Study of electro-migration resistivity of micro bump using SnBi solder

There has been a great discussion about electro-migration behavior in semiconductor area. And it has been often discussed that electro-migration behavior of the flip chip package using Sn-Ag bump. However, little study has been done to explore the electro-migration behavior of low temperature solder such as a Sn-Bi solder. In this report, we investigated electro-migration behaviors of micro pillar bump (100 μm diameter) and fine pitch micro bump (25 μm diameter) using Sn57wt%Bi solder. In the case of micro pillar bump, Bi quickly migrated and accumulated on the anode side (Cu pillar) and Sn migrated to the cathode side (substrate pad).
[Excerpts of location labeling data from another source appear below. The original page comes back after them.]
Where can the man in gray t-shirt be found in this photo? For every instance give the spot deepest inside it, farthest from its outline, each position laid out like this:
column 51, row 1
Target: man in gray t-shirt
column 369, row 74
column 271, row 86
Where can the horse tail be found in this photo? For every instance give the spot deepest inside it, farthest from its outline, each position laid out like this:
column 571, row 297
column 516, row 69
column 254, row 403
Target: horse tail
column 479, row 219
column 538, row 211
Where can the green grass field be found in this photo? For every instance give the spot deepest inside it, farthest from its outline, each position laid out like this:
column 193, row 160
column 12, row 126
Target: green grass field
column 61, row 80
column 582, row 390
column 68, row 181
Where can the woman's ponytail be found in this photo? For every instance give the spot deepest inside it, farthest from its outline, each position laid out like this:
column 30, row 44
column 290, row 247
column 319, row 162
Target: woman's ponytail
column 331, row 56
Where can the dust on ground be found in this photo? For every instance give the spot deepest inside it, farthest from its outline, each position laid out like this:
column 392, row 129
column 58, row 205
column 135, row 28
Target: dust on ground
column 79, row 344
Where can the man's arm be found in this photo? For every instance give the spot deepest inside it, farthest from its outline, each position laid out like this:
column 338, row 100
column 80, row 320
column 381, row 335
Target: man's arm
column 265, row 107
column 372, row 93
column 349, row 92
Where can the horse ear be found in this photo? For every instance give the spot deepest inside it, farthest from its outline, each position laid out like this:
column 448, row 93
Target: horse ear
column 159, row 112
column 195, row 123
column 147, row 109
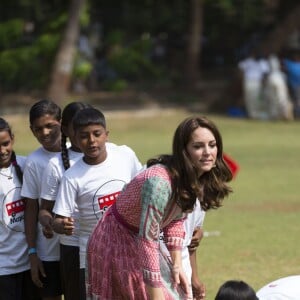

And interconnect resistance was quickly increased 80 % from initial during about 150 hours. There was no electrically break failure and it was stabilized at 80% of initial resistance for more than 2800 hours. On the other hand, in the case of fine pitch micro bump, almost of Sn atoms were consumed to form Cu-Sn or Ni-Sn intermetallic compounds (IMCs) after bonding process. The resistance increase was less than 9 %, it is stabilized even for more than 2200 hours and there were no electrically break failure. Additionally, it is evident from electromagnetic field simulation that the maximum current density of the fine pitch micro bump are less than half compared with that of Cu-pillar bumps. Fine pitch micro bump using Sn57 Bi solder is promising candidates for the bonding technology of high performance packages.